Aims and Objectives: To compare the total bupivacaine consumption per hour of labor and the degree of motor block using the Modified Bromage score at regular intervals throughout labor.
Study Design: The study was a prospective, randomized, comparative study.
Materials and Methods: We included 50 patients, ASA physical status I, nulliparous women at term and cervical dilation < 4 cm admitted at our hospital for spontaneous labor.
Patients were divided into two groups Group A and B. Epidural analgesia was initiated with 10 ml 0.125% Bupivacaine and maintained with solution of 0.0625% Bupivacaine and Fentanyl 2 μg/ml in both groups. Group A (25 patients) received intermittent epidural bolus 10 ml every hour beginning 45 minutes after the initial dose.
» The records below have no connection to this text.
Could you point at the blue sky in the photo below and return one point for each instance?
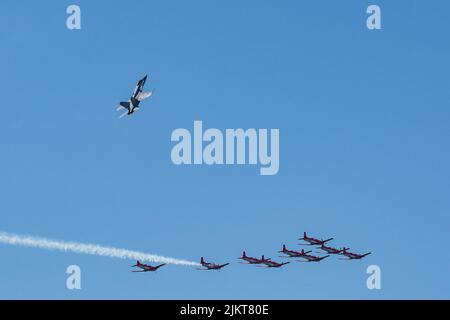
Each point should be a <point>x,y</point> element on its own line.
<point>364,157</point>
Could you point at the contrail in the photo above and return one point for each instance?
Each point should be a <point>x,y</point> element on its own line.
<point>83,248</point>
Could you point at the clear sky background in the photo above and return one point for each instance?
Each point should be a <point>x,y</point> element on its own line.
<point>364,137</point>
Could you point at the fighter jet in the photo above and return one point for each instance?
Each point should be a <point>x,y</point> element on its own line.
<point>146,267</point>
<point>132,105</point>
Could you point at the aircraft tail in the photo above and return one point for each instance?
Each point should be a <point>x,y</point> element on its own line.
<point>124,105</point>
<point>145,95</point>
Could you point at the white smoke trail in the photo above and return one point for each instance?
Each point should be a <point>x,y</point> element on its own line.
<point>93,249</point>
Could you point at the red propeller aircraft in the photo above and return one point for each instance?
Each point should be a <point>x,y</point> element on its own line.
<point>211,266</point>
<point>332,250</point>
<point>251,260</point>
<point>313,241</point>
<point>272,264</point>
<point>353,256</point>
<point>292,253</point>
<point>146,267</point>
<point>311,258</point>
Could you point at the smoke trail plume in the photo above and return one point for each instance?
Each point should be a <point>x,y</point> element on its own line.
<point>83,248</point>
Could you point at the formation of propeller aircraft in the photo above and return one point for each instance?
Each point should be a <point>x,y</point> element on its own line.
<point>305,256</point>
<point>132,106</point>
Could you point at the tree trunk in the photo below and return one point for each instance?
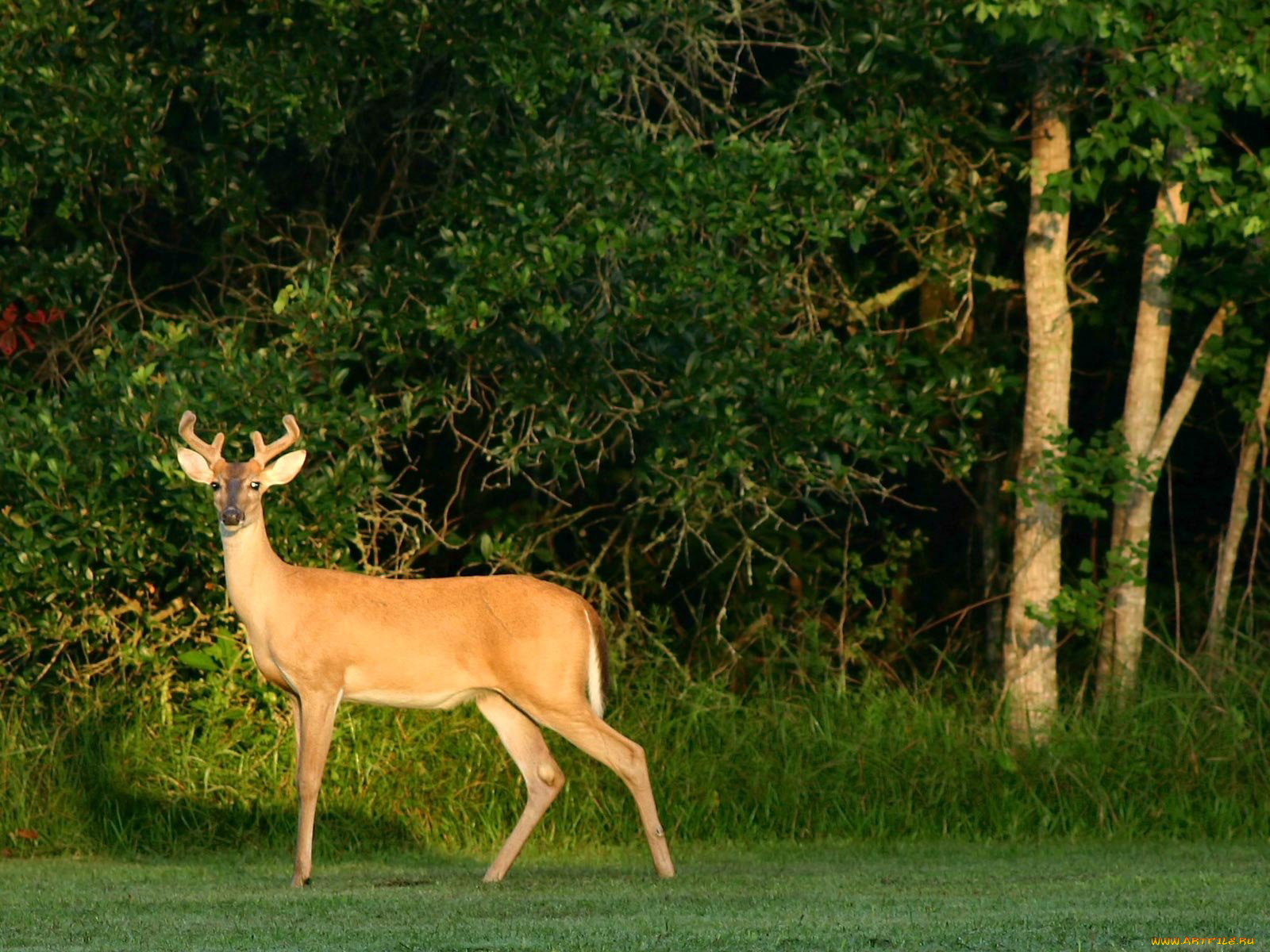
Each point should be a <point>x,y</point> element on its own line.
<point>1121,639</point>
<point>1030,653</point>
<point>1254,442</point>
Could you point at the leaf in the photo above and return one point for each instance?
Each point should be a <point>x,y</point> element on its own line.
<point>198,659</point>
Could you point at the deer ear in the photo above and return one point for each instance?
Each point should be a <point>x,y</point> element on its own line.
<point>283,469</point>
<point>194,466</point>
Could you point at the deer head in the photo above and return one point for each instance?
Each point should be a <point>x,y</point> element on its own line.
<point>238,486</point>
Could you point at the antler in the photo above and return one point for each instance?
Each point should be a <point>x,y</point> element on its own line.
<point>264,454</point>
<point>211,452</point>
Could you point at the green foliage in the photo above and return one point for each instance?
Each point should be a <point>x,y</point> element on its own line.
<point>210,763</point>
<point>577,291</point>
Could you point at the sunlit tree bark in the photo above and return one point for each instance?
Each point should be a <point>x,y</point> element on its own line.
<point>1030,645</point>
<point>1251,446</point>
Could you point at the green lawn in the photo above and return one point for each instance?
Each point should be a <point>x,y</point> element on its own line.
<point>937,896</point>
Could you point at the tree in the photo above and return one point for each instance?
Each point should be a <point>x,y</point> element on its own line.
<point>1030,649</point>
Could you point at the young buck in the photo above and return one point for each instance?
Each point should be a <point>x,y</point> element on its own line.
<point>526,651</point>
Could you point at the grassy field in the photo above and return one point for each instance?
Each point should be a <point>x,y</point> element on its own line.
<point>931,896</point>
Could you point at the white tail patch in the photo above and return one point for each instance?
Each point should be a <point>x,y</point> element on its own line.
<point>595,682</point>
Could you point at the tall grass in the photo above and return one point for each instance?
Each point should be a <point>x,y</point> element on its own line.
<point>211,766</point>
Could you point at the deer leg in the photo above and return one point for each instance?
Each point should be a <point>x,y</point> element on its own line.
<point>543,774</point>
<point>625,758</point>
<point>315,720</point>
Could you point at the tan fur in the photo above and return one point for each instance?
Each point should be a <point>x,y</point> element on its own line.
<point>527,651</point>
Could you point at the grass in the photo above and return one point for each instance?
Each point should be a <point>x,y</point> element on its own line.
<point>810,896</point>
<point>125,774</point>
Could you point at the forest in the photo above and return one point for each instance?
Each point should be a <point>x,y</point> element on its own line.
<point>892,378</point>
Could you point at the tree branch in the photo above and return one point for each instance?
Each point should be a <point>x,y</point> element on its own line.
<point>1181,403</point>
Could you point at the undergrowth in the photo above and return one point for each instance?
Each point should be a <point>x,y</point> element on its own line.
<point>210,765</point>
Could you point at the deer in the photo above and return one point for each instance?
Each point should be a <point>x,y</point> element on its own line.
<point>529,653</point>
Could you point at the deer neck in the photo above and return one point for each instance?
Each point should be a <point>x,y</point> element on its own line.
<point>252,571</point>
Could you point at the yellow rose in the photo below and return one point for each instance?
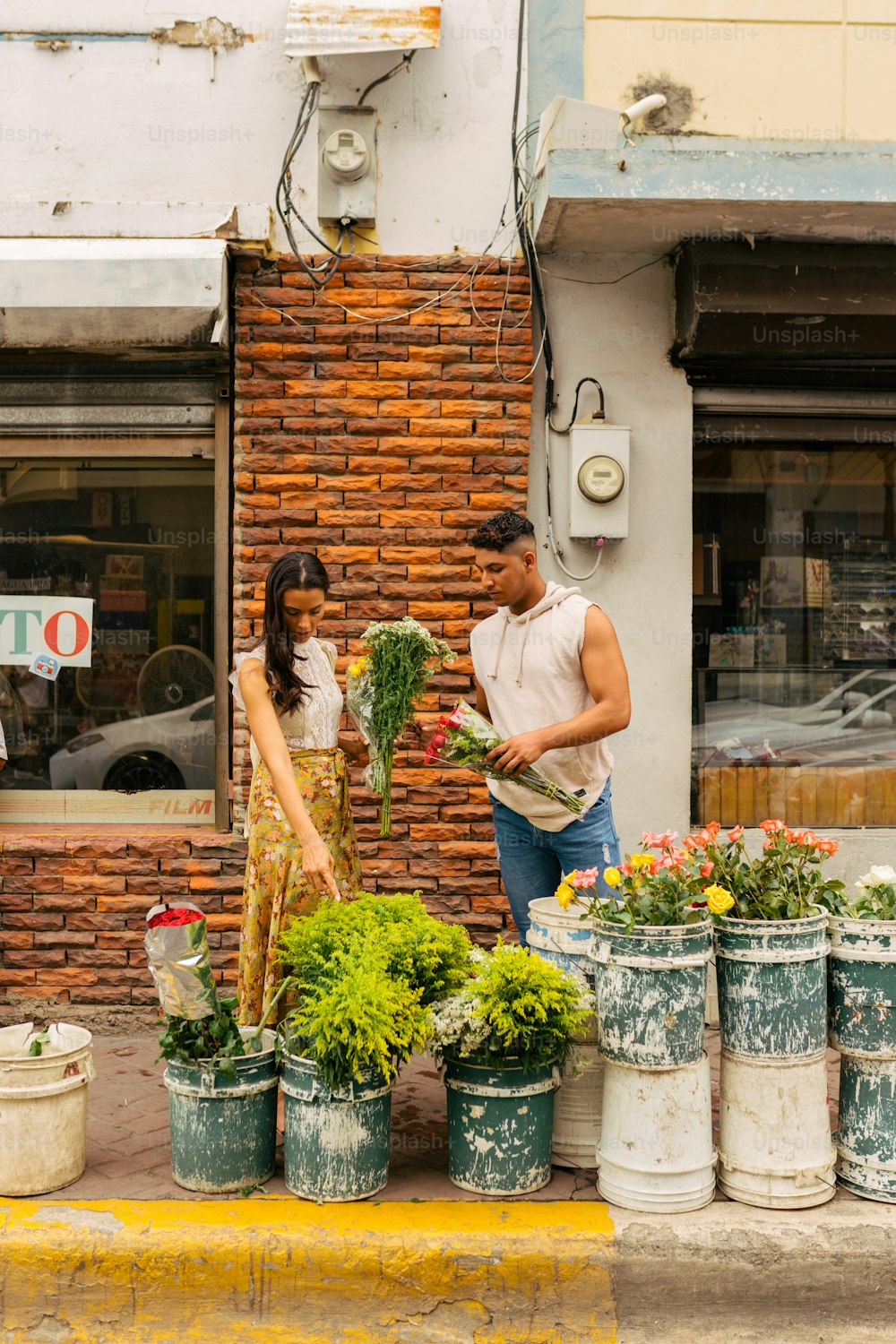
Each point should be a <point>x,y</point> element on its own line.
<point>564,895</point>
<point>718,900</point>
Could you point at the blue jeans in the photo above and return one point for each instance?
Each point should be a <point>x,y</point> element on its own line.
<point>533,860</point>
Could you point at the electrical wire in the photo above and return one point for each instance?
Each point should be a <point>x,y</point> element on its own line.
<point>403,64</point>
<point>575,406</point>
<point>522,194</point>
<point>557,553</point>
<point>287,209</point>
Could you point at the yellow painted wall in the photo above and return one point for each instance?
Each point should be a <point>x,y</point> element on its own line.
<point>764,69</point>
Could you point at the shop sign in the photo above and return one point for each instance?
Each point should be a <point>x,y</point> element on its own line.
<point>61,626</point>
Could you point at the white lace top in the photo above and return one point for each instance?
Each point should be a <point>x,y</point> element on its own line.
<point>314,723</point>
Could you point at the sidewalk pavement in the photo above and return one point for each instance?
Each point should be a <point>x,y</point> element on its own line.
<point>125,1254</point>
<point>128,1145</point>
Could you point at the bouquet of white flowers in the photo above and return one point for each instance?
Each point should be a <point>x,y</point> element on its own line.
<point>383,688</point>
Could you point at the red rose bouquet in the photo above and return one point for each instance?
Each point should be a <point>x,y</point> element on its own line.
<point>463,738</point>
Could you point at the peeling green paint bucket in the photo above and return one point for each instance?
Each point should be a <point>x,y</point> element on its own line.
<point>772,986</point>
<point>565,940</point>
<point>336,1144</point>
<point>866,1139</point>
<point>861,986</point>
<point>500,1125</point>
<point>223,1131</point>
<point>650,989</point>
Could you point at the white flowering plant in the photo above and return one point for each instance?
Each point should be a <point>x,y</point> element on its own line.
<point>874,895</point>
<point>516,1007</point>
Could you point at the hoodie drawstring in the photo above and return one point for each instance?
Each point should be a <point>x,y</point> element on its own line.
<point>525,634</point>
<point>497,656</point>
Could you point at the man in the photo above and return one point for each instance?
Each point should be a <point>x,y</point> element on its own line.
<point>551,677</point>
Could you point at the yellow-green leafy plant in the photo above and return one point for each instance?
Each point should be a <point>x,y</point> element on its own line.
<point>366,973</point>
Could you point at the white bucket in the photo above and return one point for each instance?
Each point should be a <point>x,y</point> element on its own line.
<point>562,937</point>
<point>774,1131</point>
<point>656,1144</point>
<point>576,1107</point>
<point>43,1109</point>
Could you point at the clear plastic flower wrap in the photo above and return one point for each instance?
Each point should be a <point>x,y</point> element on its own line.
<point>179,960</point>
<point>463,738</point>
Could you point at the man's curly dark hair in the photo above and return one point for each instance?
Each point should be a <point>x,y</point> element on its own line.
<point>498,532</point>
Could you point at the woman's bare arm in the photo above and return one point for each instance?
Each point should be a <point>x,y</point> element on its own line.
<point>317,862</point>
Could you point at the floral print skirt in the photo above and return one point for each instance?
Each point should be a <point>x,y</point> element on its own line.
<point>276,887</point>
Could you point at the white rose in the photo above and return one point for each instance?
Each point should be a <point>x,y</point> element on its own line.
<point>880,875</point>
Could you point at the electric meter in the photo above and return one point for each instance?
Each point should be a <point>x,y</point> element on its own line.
<point>598,480</point>
<point>346,155</point>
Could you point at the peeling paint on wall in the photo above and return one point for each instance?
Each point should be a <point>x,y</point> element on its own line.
<point>209,32</point>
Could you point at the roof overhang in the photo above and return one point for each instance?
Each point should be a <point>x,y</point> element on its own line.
<point>649,194</point>
<point>113,293</point>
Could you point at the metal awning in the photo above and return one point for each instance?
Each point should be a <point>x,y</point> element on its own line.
<point>597,191</point>
<point>113,293</point>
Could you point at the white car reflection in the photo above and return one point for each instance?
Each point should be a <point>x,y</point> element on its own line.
<point>857,720</point>
<point>174,750</point>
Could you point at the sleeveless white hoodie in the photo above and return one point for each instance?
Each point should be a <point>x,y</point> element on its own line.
<point>530,669</point>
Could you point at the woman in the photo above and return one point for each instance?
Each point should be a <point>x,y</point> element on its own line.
<point>301,836</point>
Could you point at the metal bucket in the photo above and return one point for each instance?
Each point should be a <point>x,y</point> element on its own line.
<point>774,1131</point>
<point>579,1099</point>
<point>564,940</point>
<point>650,991</point>
<point>861,986</point>
<point>500,1125</point>
<point>656,1144</point>
<point>560,935</point>
<point>866,1140</point>
<point>336,1144</point>
<point>772,994</point>
<point>223,1132</point>
<point>43,1113</point>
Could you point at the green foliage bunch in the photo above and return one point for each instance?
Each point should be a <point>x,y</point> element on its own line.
<point>430,956</point>
<point>360,1021</point>
<point>214,1039</point>
<point>402,659</point>
<point>366,972</point>
<point>517,1007</point>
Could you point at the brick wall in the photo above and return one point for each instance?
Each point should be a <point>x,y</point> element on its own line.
<point>379,440</point>
<point>376,440</point>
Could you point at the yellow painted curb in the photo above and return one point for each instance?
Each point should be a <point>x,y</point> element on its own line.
<point>171,1271</point>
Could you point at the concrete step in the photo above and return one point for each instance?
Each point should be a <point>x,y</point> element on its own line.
<point>285,1271</point>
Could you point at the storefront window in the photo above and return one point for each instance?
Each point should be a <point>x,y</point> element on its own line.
<point>794,624</point>
<point>132,734</point>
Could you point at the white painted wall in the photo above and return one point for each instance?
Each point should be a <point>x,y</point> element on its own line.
<point>144,124</point>
<point>619,333</point>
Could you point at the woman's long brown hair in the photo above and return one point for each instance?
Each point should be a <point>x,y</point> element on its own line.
<point>295,570</point>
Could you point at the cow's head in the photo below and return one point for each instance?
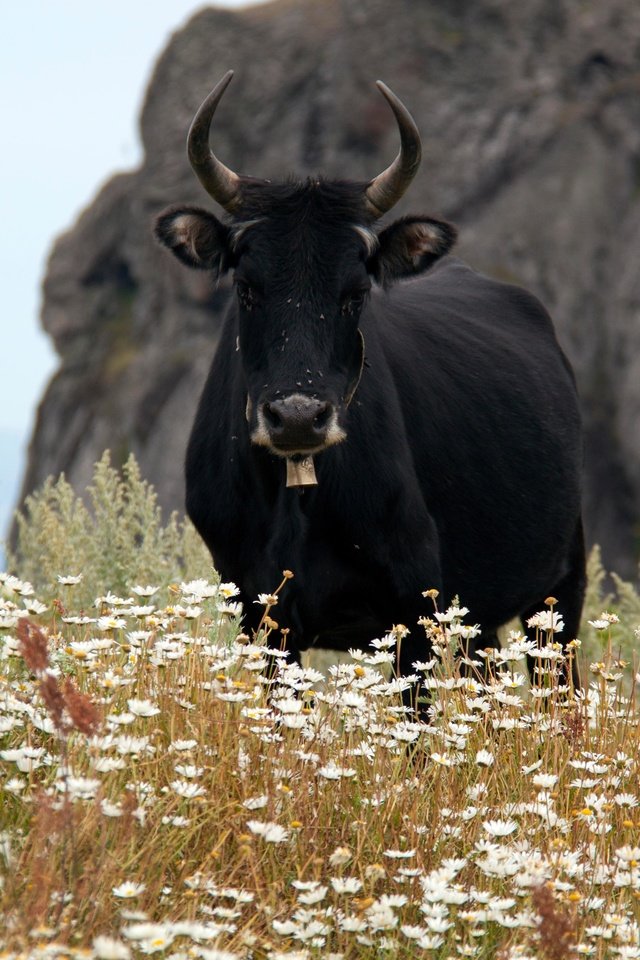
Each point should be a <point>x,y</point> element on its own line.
<point>303,257</point>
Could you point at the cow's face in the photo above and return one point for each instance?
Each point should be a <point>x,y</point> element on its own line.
<point>303,258</point>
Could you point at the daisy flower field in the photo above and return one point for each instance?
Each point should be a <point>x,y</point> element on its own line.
<point>172,786</point>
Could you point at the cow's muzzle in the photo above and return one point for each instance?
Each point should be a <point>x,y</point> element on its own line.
<point>297,424</point>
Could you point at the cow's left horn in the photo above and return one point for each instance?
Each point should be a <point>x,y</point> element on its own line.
<point>387,188</point>
<point>219,181</point>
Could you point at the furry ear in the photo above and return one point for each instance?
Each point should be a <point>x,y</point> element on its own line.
<point>409,246</point>
<point>195,237</point>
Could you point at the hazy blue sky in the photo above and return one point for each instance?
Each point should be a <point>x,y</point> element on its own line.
<point>72,75</point>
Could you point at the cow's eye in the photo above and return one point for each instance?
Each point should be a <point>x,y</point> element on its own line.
<point>246,294</point>
<point>352,303</point>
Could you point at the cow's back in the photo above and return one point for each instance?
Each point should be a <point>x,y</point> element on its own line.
<point>492,420</point>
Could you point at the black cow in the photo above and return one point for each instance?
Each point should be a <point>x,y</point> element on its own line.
<point>376,419</point>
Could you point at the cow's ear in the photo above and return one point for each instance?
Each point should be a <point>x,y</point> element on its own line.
<point>409,246</point>
<point>196,237</point>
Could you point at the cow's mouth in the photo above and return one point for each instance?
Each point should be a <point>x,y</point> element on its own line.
<point>297,426</point>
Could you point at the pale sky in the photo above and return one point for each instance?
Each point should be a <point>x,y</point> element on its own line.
<point>72,76</point>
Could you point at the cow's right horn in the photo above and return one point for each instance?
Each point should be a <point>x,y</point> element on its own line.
<point>386,189</point>
<point>219,181</point>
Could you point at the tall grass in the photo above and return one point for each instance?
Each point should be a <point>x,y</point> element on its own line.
<point>172,786</point>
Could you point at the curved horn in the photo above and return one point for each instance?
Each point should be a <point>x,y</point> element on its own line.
<point>220,183</point>
<point>387,188</point>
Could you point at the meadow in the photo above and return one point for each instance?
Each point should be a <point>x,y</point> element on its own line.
<point>173,786</point>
Group B (25 patients) received continuous infusion 10 ml/h, beginning immediately after the initial dose.
Statistical Analysis Used: Data were analysed by Unpaired ‘t’ test and 2 value applied. A value of P<0.05 was regarded as statistically significant.
Results: The median adjusted bupivacaine consumption per hour of delivery was in the first group 10.4 mg (9.4 - 12.6mg) and 8.6 mg (6.9 - 10.2mg) in the second group. There was significant difference between the two groups in the percentage of patients requesting manual bolus doses for breakthrough pain (58% intermittent epidural bolus vs 38% continuous epidural infusion) and in the need for multiple boluses (18% intermittent vs 11% continuous). Motor block was registered in only 2 patients (5.2%) in the second group (Modified Bromage 1)
Conclusion: Maintenance of epidural analgesia with continuous epidural infusion compared with intermittent epidural bolus top up decreased bupivacaine consumption without decreasing patient comfort or satisfaction.